Sunday Morning Writer’s Blog

I’m still recovering from the news that the publication date for The Western Light has been moved up to August 2012 because my publishers are enthusiastic about the novel. It’s what one hopes for and I’m superstitious enough not to want to talk about it. In the meantime, let’s look at James Wood and his discovery of a fiction technique called “the free, indirect style.” He writes about it in his book of non-fiction, How Fiction Works, which also has interesting things to say about specific concrete detail, for those of you learning how to describe the world of your characters. What Wood calls “free, indirect style” isn’t really new. Novelists have been doing it for a while without realizing it. Here are three examples that demonstrate what Wood says. The examples are in single quotes:

Example One: ‘He looked over at his wife. “She looks so unhappy,” he thought, “almost sick.” He wondered what to say.’ Wood calls this straight reporting, the old-fashioned notion of the character’s thought as a speech made to himself, a kind of internal address.

Example Two: ‘He looked over at his wife. She looked so unhappy, he thought, almost sick. He wondered what to say.’ This is reported or indirect speech, the internal speech of the husband reported by the author as such. It is the style writers of realism traditionally use.

Example Three: ‘He looked at his wife. Yes, she was tiresomely unhappy again, almost sick. What the hell should he say?’ The third example is what Wood calls the free, indirect style because the husband’s internal speech has been freed of its authorial flagging, no “he said to himself”or “he wondered” or “he thought.” There is a huge gain in flexibility, Wood claims, because the narrative seems to float away from the novelist, and take on the properties of the character, who now seems to “own” the words.

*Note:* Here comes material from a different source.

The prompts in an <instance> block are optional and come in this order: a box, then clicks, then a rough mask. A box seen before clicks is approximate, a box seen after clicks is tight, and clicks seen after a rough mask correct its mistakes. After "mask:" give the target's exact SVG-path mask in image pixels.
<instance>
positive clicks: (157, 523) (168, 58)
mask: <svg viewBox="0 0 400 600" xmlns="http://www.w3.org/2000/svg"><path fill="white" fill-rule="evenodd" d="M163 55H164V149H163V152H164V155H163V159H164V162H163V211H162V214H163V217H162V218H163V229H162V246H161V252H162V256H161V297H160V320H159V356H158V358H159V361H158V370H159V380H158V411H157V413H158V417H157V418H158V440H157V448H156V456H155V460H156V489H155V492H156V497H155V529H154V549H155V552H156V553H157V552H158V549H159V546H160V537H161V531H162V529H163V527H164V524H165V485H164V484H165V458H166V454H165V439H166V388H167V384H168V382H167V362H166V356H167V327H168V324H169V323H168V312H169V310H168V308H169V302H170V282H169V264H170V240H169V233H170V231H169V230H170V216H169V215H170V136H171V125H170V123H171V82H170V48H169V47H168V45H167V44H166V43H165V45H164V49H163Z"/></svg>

Here’s something else about it that Wood doesn’t mention: free, indirect style closes the psychic distance between the reader and the character. The psychic distance in fiction is like a camera.It can move in for a close up or do a sweeping panoramic shot of what’s going on. So in a sense, you are always writing a close up when you use free indirect style because the psychic distance between the reader and the character becomes more intimate. It also feels breezier, and that makes your writing look like effortless story telling. And that’s important. So get to recognize the technique and learn to use it to your advantage. As a veteran novelist, I’m still finding out how to make the best use of it too.